Physical parameters and long-term photometric variability of V1481 Ori, a SB2 member of Orion Nebula Cluster with an accreting component

TL;DR

This study characterizes the physical parameters and long-term photometric variability of V1481 Ori, a young SB2 binary in the Orion Nebula Cluster with an accreting component, revealing synchronized rotation, a hot spot, and possible magnetic activity.

Contribution

It provides detailed measurements of the binary's physical parameters, identifies a hot spot likely caused by accretion, and detects long-term variability linked to magnetic or differential rotation effects.

Findings

Binary components are M3 + M4 with a 4.433-day orbit.
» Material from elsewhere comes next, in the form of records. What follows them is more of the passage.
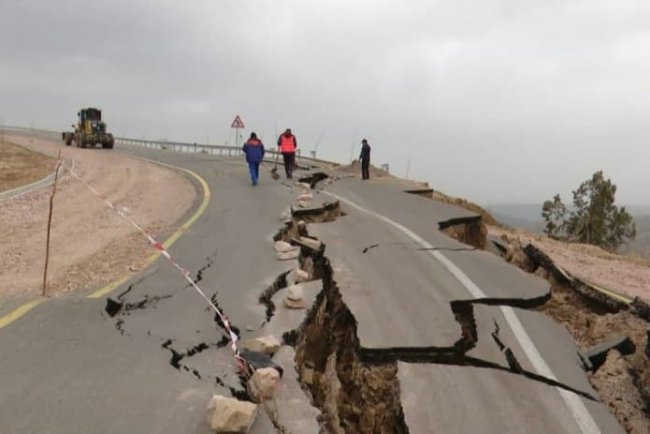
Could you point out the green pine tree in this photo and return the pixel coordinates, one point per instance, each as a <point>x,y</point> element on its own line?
<point>594,218</point>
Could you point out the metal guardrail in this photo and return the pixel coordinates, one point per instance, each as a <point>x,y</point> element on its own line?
<point>222,150</point>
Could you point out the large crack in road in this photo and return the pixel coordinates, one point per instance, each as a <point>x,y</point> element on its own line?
<point>356,388</point>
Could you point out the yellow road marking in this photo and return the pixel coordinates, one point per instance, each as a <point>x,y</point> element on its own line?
<point>18,312</point>
<point>23,309</point>
<point>169,241</point>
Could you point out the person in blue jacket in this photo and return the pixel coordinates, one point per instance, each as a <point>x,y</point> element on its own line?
<point>254,150</point>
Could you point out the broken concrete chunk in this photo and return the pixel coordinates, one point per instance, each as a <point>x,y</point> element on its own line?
<point>265,344</point>
<point>255,361</point>
<point>295,292</point>
<point>263,384</point>
<point>311,243</point>
<point>308,265</point>
<point>283,246</point>
<point>228,415</point>
<point>294,304</point>
<point>286,256</point>
<point>297,276</point>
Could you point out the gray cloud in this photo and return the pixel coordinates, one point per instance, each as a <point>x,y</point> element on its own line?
<point>492,100</point>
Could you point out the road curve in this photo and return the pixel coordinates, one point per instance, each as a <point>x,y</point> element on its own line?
<point>69,367</point>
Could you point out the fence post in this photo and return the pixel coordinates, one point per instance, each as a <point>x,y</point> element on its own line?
<point>49,225</point>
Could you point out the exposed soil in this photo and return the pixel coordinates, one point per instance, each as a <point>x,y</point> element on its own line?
<point>90,244</point>
<point>622,274</point>
<point>20,166</point>
<point>622,381</point>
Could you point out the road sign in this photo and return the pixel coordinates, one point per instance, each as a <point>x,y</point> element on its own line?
<point>237,123</point>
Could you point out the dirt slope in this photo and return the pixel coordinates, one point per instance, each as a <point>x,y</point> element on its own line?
<point>20,166</point>
<point>90,245</point>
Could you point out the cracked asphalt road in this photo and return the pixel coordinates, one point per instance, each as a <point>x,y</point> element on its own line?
<point>69,367</point>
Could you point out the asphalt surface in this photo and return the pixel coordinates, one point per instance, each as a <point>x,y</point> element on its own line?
<point>68,367</point>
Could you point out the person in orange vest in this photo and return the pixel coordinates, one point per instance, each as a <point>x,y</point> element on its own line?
<point>254,150</point>
<point>365,159</point>
<point>287,143</point>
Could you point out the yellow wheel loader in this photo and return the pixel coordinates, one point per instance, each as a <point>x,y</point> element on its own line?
<point>89,131</point>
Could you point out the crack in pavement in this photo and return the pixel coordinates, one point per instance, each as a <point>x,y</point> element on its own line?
<point>328,354</point>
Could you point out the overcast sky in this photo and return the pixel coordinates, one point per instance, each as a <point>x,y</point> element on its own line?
<point>495,101</point>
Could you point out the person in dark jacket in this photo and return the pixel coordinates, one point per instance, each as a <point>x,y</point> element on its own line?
<point>365,159</point>
<point>254,150</point>
<point>288,144</point>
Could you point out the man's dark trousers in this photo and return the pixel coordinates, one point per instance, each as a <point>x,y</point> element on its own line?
<point>289,163</point>
<point>365,168</point>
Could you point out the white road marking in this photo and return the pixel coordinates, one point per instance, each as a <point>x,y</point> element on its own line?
<point>581,415</point>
A hot spot on the secondary covers 3.5% of its surface.

Detected a 6-year periodic variation in hot spot position.

Abstract

We present the results of our analysis on V1481 Ori (JW 239), a young SB2 in the Orion Nebula Cluster with a circumbinary disc accreting on the lower-mass component. The analysis is based on high-resolution spectroscopic data and high-quality photometric time series about 20-yr long. Thanks to the spectroscopy, we confirm the binary nature of this system consisting of M3 + M4 components and derive the mass ratio M_B/M_A = 0.54, a variable luminosity ratio L_B/L_A = 0.68--0.94, and an orbital period P_orb = 4.433d. The photometric data allowed us to measure the rotation periods of the two components P_phot = 4.4351d and they are found to be synchronized with the orbital period. The simultaneous modeling of V-, I-band, and radial velocity curves in the 2005 season suggests that the variability is dominated by one hot spot on the secondary component covering at least about 3.5% of the stellar surface and about 420K hotter than the unperturbed photosphere. Such a spot may originate from the material of the circumbinary disc accreting onto the secondary component. We also detect an apparent 6-yr periodic variation in the position of this hot spot, which is inferred from the phase migration of the light curve maximum, which we interpret as due to either the presence of surface differential rotation as large as 0.065%, a value compatible with the fully convective components, or to a periodic exchange of angular momentum between the disc and the star, which implies a minimum magnetic field strength of 650G at the stellar surface.